Tara Melton ’11 has founded a company, Mackey Mask, to manufacture a medical device for patients requiring nasogastric (NG) feeding tubes. The idea for the new product came from Tara’s personal experience with her own child, beginning soon after she and husband Dr. Christopher Melton ’12 brought home their newborn son.
“Our son Maacoy was born in October 2021—a happy, healthy, nine-pound baby boy, and we left the hospital without any concerns,” Tara says. But at around five months old, “it was like a switch flipped,” she says, and Maacoy—or Mackey, as they call him— started rapidly dropping weight and refusing to eat.
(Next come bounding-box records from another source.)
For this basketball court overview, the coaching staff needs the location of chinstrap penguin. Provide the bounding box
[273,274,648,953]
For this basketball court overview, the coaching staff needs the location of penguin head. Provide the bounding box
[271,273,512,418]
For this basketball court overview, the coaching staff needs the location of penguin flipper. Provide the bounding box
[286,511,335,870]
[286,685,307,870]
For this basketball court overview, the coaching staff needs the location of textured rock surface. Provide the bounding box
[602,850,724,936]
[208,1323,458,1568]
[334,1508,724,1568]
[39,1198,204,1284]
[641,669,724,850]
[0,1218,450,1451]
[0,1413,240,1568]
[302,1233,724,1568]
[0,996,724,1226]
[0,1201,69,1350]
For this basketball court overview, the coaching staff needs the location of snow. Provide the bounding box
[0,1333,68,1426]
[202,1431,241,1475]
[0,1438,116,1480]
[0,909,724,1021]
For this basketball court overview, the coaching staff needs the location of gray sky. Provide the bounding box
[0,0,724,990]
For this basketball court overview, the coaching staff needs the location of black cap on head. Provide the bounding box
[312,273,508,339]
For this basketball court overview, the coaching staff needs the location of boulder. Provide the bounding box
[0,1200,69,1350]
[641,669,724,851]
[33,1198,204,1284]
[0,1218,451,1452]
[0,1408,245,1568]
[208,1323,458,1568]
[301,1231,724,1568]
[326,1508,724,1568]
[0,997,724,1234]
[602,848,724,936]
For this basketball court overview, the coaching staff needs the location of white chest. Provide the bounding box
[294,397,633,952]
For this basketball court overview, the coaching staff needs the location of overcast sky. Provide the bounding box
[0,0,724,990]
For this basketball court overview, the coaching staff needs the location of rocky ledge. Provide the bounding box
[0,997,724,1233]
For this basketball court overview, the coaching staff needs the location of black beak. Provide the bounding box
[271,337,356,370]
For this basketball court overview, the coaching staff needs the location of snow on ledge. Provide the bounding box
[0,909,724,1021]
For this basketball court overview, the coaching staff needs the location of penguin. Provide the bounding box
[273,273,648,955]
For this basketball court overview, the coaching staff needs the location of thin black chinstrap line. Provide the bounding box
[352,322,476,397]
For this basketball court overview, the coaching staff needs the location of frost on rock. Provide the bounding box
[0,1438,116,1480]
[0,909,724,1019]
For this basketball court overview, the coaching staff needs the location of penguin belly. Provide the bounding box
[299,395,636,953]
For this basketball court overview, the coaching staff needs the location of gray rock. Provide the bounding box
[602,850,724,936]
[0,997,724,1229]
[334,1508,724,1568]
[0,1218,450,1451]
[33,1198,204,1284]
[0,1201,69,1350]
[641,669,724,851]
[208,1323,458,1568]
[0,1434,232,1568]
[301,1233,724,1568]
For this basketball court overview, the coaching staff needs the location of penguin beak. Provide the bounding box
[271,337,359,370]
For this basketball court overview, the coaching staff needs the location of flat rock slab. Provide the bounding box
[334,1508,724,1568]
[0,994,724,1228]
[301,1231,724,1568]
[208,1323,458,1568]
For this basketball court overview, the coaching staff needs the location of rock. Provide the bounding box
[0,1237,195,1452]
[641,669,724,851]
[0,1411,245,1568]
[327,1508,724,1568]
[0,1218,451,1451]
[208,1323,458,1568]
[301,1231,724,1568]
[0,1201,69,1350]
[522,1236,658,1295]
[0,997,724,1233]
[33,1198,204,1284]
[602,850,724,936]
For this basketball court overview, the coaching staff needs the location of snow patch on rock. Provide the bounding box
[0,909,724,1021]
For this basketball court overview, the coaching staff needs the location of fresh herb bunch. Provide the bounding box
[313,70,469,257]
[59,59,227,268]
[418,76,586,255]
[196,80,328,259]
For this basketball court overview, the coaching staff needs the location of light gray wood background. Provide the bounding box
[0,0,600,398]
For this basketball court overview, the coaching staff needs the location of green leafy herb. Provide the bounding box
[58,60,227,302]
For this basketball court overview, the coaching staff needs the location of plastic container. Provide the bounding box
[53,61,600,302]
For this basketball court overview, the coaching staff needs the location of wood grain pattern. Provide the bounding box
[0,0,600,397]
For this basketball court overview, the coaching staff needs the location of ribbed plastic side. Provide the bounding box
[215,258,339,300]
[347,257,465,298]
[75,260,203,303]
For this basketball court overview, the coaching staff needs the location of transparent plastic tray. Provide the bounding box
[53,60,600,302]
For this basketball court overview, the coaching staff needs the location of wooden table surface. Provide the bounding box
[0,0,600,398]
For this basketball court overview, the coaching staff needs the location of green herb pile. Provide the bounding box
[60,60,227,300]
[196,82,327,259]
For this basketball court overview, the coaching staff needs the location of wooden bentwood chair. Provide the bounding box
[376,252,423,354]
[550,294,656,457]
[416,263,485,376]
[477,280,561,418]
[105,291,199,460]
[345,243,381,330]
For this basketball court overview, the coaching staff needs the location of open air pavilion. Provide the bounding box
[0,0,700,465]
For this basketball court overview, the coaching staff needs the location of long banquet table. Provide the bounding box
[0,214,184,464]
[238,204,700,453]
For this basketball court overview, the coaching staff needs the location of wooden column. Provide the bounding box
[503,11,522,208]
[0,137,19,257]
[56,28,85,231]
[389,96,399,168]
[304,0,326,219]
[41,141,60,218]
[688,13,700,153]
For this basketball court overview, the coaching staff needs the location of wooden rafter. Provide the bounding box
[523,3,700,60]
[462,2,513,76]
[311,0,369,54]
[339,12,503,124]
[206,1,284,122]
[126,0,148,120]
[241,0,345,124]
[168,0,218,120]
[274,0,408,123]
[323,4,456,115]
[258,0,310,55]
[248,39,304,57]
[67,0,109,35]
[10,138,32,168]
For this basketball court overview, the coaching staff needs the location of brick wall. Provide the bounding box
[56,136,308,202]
After a series of tests, he was diagnosed with eosinophilic esophagitis, a rare condition in children his age, and eventually was released from the hospital on a NG tube.
“It was the weeks and months that followed of caring for Mackey on his NG tube that made me realize what a huge problem placing and securing the NG tube is for patients and families,” Tara explained, also noting that 24 million people worldwide are placed on NG tubes every year, and that one in three children develop a skin injury due to adhesive on the face to hold the tube in place, among other complications.
Tara began experimenting with a better way to secure the NG tube. Her invention, Mackey Mask, is the first and only non-adhesive, non-invasive NG tube securement device in the world. “Doctors, nurses, therapists, and medical device experts have called Mackey Mask a ‘game changer’ and we are just getting started,” says Tara. “All of this is the result of a mom seeing a problem and sketching a solution after a particularly hard day of taking care of her sick child.” The Mackey Mask device is patent pending.